The chemical and microbiological quality of 156 samples of kishk, Laban    Rayeb,
homemade kareish cheese and market Kareish cheese were collected randomly from different
localities in Sohag Governorate, Egypt were assessed. Moisture contents of kishk, Laban Rayeb,
homemade kareish cheese and market Kareish cheese ranged from 4.24 to 5.67, 80.04 to 91.73,
67.20 to 76.01 and 67.13 to 80.26% respectively. The corresponding pH values of these results
ranged from 4.34 to 4.75, 4.55 to 5.03, 4.59 to 5.73 and 5.06 to 5.74 respectively, while their
acidity values ranged from 1.32 to 2.08, 0.65 to 1.29, 0.83 to 1.65 and 0.87 to 1.41% respectively.

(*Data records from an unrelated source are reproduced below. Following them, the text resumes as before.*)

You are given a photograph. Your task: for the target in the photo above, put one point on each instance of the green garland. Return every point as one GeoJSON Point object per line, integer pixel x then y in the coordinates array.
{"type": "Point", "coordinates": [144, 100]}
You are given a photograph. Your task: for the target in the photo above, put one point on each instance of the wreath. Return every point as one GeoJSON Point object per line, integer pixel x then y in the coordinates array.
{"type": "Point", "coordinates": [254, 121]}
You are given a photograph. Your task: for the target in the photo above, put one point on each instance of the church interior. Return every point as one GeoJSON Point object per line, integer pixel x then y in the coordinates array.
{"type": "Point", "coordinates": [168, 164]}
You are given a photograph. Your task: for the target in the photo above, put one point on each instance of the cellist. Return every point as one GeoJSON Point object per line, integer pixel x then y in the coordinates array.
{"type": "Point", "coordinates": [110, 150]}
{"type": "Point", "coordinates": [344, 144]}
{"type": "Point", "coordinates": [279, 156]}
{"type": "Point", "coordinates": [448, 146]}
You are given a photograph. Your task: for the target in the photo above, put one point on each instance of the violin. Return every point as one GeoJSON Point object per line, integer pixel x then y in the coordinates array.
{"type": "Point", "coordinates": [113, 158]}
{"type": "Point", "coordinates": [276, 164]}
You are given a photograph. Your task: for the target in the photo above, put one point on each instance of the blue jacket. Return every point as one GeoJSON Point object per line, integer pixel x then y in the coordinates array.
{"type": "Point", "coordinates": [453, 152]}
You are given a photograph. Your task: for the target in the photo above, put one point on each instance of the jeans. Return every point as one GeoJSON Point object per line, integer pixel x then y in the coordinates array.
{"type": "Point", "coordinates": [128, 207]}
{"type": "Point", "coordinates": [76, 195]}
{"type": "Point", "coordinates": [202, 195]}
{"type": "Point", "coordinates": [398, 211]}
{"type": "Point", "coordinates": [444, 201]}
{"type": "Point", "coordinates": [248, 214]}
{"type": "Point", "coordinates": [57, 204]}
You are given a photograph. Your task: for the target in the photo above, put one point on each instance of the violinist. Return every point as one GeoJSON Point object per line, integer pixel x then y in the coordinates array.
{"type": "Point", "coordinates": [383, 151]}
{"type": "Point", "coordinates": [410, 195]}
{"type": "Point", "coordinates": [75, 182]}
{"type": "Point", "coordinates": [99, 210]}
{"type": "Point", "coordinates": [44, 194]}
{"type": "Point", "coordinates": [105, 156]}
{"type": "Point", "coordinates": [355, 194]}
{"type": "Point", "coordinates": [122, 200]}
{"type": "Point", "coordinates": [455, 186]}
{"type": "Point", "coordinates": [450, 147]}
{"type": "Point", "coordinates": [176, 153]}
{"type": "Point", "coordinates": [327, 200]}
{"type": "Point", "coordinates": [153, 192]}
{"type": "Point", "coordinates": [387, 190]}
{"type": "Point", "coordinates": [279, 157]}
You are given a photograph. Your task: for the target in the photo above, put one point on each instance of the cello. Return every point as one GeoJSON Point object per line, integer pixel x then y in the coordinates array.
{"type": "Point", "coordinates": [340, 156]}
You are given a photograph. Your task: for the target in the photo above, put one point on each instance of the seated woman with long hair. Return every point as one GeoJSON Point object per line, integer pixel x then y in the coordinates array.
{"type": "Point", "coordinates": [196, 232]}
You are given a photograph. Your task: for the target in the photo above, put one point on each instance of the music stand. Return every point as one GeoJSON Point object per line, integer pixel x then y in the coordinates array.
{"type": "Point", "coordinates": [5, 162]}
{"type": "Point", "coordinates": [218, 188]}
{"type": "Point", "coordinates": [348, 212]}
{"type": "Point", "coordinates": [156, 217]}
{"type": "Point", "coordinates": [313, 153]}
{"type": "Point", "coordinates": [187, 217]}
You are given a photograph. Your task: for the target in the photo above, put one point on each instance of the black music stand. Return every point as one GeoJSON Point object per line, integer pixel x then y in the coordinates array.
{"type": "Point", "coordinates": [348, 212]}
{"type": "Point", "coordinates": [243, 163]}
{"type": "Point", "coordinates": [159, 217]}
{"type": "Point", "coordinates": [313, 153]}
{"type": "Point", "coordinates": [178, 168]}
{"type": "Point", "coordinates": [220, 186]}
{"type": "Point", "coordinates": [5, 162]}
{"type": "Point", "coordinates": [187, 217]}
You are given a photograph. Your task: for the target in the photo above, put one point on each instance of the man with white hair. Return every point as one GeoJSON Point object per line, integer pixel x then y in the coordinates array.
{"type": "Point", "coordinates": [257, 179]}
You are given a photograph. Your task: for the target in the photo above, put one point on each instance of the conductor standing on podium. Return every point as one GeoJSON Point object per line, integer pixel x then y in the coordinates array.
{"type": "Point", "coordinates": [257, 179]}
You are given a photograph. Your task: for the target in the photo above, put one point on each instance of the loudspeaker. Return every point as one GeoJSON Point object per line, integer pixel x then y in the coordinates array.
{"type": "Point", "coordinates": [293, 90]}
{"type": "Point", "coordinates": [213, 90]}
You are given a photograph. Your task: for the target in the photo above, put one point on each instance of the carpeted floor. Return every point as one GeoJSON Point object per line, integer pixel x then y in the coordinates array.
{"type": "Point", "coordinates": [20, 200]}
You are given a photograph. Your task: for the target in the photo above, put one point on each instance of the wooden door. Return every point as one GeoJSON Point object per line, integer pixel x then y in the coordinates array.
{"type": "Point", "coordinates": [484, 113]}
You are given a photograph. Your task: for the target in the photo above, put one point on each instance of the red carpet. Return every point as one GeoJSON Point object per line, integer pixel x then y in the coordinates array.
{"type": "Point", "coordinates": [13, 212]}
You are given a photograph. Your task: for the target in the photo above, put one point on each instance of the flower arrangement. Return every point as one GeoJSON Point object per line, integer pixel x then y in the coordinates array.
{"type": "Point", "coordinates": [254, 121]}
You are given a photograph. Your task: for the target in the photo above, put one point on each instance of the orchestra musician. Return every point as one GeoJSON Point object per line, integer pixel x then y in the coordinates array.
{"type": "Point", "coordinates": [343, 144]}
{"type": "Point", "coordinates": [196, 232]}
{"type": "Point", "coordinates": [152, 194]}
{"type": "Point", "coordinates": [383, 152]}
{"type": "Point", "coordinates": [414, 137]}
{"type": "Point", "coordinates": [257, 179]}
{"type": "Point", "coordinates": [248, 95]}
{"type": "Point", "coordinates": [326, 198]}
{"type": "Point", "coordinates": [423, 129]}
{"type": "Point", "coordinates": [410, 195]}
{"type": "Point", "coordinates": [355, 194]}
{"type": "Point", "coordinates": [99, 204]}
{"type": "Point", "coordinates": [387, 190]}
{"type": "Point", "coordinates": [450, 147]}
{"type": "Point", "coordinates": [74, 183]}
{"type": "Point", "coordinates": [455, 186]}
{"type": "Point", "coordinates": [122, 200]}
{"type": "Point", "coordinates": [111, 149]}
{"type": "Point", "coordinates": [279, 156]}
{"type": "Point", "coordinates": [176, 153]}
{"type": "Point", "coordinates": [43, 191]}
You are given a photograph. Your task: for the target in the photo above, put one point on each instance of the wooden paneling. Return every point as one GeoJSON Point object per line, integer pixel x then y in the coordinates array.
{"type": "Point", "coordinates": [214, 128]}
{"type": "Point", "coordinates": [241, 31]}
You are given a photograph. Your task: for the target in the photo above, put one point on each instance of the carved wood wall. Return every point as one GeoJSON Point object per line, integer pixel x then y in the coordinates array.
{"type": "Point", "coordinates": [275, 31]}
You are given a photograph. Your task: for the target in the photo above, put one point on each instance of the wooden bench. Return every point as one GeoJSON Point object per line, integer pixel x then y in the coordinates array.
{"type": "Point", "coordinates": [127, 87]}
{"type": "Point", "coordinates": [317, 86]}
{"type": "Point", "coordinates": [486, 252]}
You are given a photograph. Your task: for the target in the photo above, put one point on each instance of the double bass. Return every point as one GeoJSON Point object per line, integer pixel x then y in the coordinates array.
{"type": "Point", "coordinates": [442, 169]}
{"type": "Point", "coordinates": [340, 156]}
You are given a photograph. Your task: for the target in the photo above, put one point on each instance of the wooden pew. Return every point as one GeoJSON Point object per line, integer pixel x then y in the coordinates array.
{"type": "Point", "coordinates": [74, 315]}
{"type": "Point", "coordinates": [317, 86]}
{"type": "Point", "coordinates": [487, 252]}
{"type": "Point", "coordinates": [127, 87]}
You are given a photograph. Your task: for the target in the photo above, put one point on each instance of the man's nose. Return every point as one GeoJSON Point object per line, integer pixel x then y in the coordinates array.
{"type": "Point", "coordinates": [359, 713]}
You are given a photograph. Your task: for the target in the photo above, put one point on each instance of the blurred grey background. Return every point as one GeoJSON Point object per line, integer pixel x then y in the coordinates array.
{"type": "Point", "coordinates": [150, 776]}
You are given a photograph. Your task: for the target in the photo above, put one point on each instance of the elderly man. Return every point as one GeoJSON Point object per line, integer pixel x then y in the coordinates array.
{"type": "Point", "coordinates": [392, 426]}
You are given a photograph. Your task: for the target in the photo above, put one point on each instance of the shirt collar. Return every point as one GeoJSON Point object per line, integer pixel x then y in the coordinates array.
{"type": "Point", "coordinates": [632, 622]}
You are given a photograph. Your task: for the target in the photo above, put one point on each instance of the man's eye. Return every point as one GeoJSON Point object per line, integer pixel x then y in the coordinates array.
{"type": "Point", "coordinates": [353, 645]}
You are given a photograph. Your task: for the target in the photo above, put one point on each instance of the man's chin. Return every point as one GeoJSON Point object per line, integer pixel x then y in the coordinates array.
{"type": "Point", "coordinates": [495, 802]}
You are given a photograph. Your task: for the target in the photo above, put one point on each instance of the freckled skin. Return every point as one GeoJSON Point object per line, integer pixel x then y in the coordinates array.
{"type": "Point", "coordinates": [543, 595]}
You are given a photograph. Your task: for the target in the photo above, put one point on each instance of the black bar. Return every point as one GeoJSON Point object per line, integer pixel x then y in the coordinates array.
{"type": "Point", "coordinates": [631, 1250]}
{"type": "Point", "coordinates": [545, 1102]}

Moreover, the total bacterial counts in the different samples ranged from 5.85 to 7.85 log cfu/g
and the highest values were found in market kareish cheese samples.
Escherichia coli,
Staphylococcus aureus, Salmonella and Shigella and Moulds & Yeasts were detected in all
samples and their counts ranged from 3.21 to 5.52, 3.22 to 5.62, 3.22 to 5.42 and 2.15 to 3.26 (log
cfu/g) respectively. Significant differences (p<0.05) were found in microbiological between
samples from different places. Market kareish cheese samples had higher counts of all microorganisms compared to other products analysed.